Un homme en uniforme regarde vers la gauche, une plante et un drapeau sont derrière lui.

Le chef de police de Windsor Al Frederick durant une entrevue réalisée le 17 décembre 2018.

Photo : Radio-Canada / Tom Addison

Radio-Canada

L'association des policiers de Windsor (WPA) dénonce l'impression d'un double standard dans la gestion de l'affaire entourant l'appel au 911 lancé depuis le domicile du chef de police, selon une note du conseil d'administration dont CBC a obtenu copie.

C'est la première fois que le syndicat qui représente les membres civils et assermentés qui travaillent pour les services de police de la municipalité se prononce dans ce dossier.

La responsabilité et la transparence ne s'arrêtent à aucun rang ni rôle, peut-on lire dans le mémo envoyé vendredi dernier aux membres. En fait, nous pensons qu'il incombe au chef (Al Frederick) de donner l'exemple, d'être honnête et non évasif.

Ces commentaires semblent faire référence à une entrevue de CBC du mois de décembre dans laquelle le chef Al Frederick refusait de reconnaître ce qui s'était passé.

Vous interrogez le chef de la police sur des rumeurs, avait dit Al Frederick alors.

L'entrevue avait eu lieu avant que CBC dévoile, le 14 février, que des unités de la police de Windsor avaient répondu à un appel au 911 le 12 novembre dernier provenant de la résidence d’Al Frederick pour un incident familial.

Nous comprenons le droit à l’équité, à une procédure régulière et à la vie privée.
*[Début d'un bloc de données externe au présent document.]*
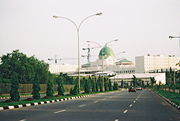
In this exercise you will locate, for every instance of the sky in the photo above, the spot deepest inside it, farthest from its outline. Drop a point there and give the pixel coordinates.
(141, 26)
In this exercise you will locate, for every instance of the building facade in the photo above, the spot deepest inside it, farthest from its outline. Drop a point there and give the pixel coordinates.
(155, 63)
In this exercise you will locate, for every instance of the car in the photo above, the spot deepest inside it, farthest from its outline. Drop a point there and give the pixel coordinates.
(138, 88)
(132, 89)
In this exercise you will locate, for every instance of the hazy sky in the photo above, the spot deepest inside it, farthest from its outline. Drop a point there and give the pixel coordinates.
(142, 27)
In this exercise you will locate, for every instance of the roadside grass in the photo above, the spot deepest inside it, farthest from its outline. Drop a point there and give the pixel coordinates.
(174, 97)
(22, 102)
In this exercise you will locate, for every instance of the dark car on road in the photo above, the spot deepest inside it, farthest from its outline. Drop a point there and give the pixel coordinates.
(138, 88)
(132, 89)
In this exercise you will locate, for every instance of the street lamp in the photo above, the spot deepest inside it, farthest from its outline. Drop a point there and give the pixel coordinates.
(171, 37)
(78, 26)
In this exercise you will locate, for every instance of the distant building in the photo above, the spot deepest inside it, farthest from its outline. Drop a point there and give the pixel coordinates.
(107, 62)
(155, 63)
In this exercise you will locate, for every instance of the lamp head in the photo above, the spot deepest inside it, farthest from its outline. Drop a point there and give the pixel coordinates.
(55, 17)
(99, 14)
(171, 37)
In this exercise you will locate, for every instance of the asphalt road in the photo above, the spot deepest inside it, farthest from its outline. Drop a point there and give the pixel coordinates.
(117, 106)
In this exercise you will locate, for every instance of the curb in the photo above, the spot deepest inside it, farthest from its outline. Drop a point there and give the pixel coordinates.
(170, 102)
(39, 103)
(9, 97)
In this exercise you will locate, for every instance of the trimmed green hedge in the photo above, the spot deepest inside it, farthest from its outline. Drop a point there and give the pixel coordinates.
(174, 97)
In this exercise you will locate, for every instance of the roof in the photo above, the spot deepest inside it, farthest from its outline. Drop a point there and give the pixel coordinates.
(105, 52)
(124, 60)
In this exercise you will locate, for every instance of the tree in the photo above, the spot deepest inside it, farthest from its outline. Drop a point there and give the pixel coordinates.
(134, 80)
(101, 84)
(75, 90)
(25, 67)
(60, 85)
(153, 81)
(97, 84)
(14, 93)
(86, 86)
(94, 85)
(115, 86)
(36, 89)
(110, 85)
(106, 87)
(49, 90)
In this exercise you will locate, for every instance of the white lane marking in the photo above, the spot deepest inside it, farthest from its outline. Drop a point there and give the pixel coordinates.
(23, 120)
(125, 111)
(60, 111)
(81, 105)
(96, 101)
(130, 105)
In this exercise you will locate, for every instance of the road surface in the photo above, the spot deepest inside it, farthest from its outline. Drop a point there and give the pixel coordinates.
(117, 106)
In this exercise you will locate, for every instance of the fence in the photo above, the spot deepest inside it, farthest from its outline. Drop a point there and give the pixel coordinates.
(27, 88)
Cependant, nous nous demandons pourquoi la Commission des services policiers a mis autant de temps à agir; et pourquoi, dans un esprit de responsabilité et de transparence, rien n'a été communiqué directement aux membres, alors que cet incident est devenu très public, poursuit le mémo.

La Commission des services policiers de Windsor a réclamé une enquête de la Police provinciale de l’Ontario neuf jours après l'appel du 911.

Ce n’est pas l’incident qui cause de la frustration et du ressentiment parmi les membres, mais la perception d'un double standard.

Note de service du conseil d'administration de l'association des policiers de Windsor

Ce rapport soumis à la Commission le 9 janvier et dont le maire Drew Dilkens a publié un extrait vendredi dernier, conclut que tous les membres du service de police de Windsor concernés, qu’ils soient civils ou non, avaient répondu de manière appropriée dans cette affaire et qu’ils avaient suivi les politiques établies.

La PPO indique toutefois dans son rapport que les directives en cas de conflits d'intérêts ne prévoient pas de cas de figure impliquant le chef de police.

Drew Dilkens, les membres de la Commission des services policiers et le service de police de Windsor n’ont pas voulu répondre aux questions de CBC au sujet de l’enquête.